La pequeña Miriam saltó al parqué del pabellón de A Pinguela (Monforte) mientras la música sonaba. A sus solo seis años y con la grada repleta apenas mostró nervios. Al terminar su pase abandonó el escenario y cedió el testigo a su prima mayor Marta. Poco más tarde volvió a salir escena, esta vez para que ambas compartiesen espacio y finalizasen su coreografía fundidas en un abrazo, saludando a los espectadores.

Así fue la primera vez que Miriam y Marta actuaron juntas. La representación narra el crecimiento de una gimnasta desde la infancia, el papel de Miriam, hasta que es adulta, el rol que asumió Marta.

La valoración de quienes la vieron fue muy positiva. También la de unas deportistas que parecen llevar la gimnasia rítmica en los genes. "Muy bien", no duda en contestar Miriam cuando se le pregunta qué tal bailando junto a su prima. Marta García, coleccionista de medallas provinciales y autonómicas y con experiencia en un campeonato de España, fue una de las razones de que la pequeña dejase a un lado el fútbol y optase por la gimnasia rítmica.

EN CASA. "Cuando estamos juntas ensayamos, pero porque ella quiere", indica Marta, que sigue con 18 años en un deporte en el que empezó cuando tenía solo cinco. La madre de Miriam lo confirma y añade que su hija pone frecuentemente vídeos de gimnasia rítmica en YouTube para imitar lo que ve.

Son entrenamientos extra para la niña, que al estar todavía en edad baby no compite y solo acude a ejercitarse una vez a la semana, los lunes por la tarde. Lo hace con las entrenadoras del Kendra, mismo club en el que milita Marta, que acaba de empezar sus estudios de Periodismo en Santiago. Los viernes no falta a su cita con el que ha sido su deporte desde niña.

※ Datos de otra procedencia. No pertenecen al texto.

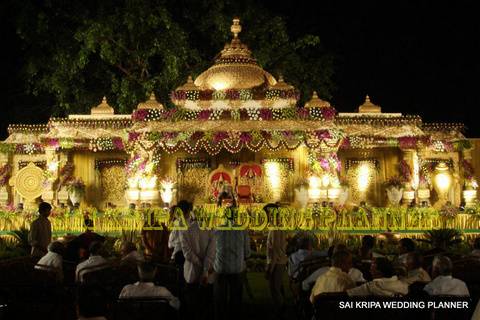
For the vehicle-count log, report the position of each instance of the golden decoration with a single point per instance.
(102, 109)
(369, 107)
(317, 102)
(235, 68)
(29, 182)
(113, 179)
(151, 103)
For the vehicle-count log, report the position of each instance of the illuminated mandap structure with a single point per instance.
(238, 129)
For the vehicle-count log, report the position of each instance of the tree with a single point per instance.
(78, 51)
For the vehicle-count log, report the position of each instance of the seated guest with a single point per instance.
(444, 283)
(366, 252)
(130, 253)
(355, 274)
(53, 260)
(92, 303)
(415, 272)
(336, 278)
(145, 288)
(476, 248)
(305, 251)
(77, 249)
(384, 283)
(405, 246)
(94, 262)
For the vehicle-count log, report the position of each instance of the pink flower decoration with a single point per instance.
(328, 113)
(407, 142)
(266, 114)
(303, 113)
(219, 136)
(245, 137)
(323, 134)
(118, 143)
(133, 136)
(140, 115)
(204, 114)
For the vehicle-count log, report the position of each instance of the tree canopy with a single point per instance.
(78, 51)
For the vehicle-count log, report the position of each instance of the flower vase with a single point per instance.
(394, 195)
(301, 196)
(343, 197)
(76, 196)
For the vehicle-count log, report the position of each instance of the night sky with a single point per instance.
(412, 57)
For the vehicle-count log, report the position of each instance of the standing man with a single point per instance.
(198, 247)
(276, 259)
(40, 234)
(232, 248)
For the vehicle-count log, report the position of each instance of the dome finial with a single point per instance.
(369, 107)
(236, 28)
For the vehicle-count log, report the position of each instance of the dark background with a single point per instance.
(414, 57)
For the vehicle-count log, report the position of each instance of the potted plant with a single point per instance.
(394, 188)
(76, 190)
(301, 192)
(344, 194)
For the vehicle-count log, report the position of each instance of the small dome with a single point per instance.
(102, 109)
(369, 107)
(151, 103)
(235, 68)
(317, 102)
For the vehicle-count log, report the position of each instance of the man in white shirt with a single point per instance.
(385, 282)
(405, 246)
(53, 260)
(305, 251)
(355, 274)
(336, 278)
(444, 283)
(146, 288)
(94, 262)
(415, 272)
(130, 253)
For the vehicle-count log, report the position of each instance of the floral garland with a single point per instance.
(243, 114)
(234, 141)
(29, 148)
(106, 144)
(183, 164)
(469, 174)
(287, 162)
(5, 174)
(234, 94)
(405, 171)
(395, 182)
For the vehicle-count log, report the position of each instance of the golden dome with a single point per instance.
(189, 85)
(317, 102)
(235, 68)
(369, 107)
(151, 103)
(102, 109)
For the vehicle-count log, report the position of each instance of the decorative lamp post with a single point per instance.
(442, 182)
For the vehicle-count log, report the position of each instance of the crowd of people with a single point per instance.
(213, 265)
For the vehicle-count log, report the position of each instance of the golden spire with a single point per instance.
(236, 28)
(103, 108)
(189, 85)
(317, 102)
(369, 107)
(151, 103)
(281, 84)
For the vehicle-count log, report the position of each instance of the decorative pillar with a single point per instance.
(410, 159)
(5, 172)
(470, 184)
(53, 162)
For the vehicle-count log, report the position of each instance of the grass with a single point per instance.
(261, 307)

TODO EN FAMILIA. Miriam tiene otra prima, Marian, que juega al fútbol en el Orzán. Es hermana mayor de Marta. Por falta de referencias no iba a ser. A la hora de elegir, Miriam prefirió el deporte de su prima de menor edad.

Y ahí siguen, entrenándose y preparando nuevos pases. Su club, de fundación muy reciente, no acudirá a competir esta temporada. Sí tienen en mente hacerlo la que viene, para la que trabajan.

Puede que la de la gala celebrada en A Pinguela, la primera del Kendra, no haya sido la última vez de Miriam y Marta juntas. Por el momento, el relevo parece asegurado.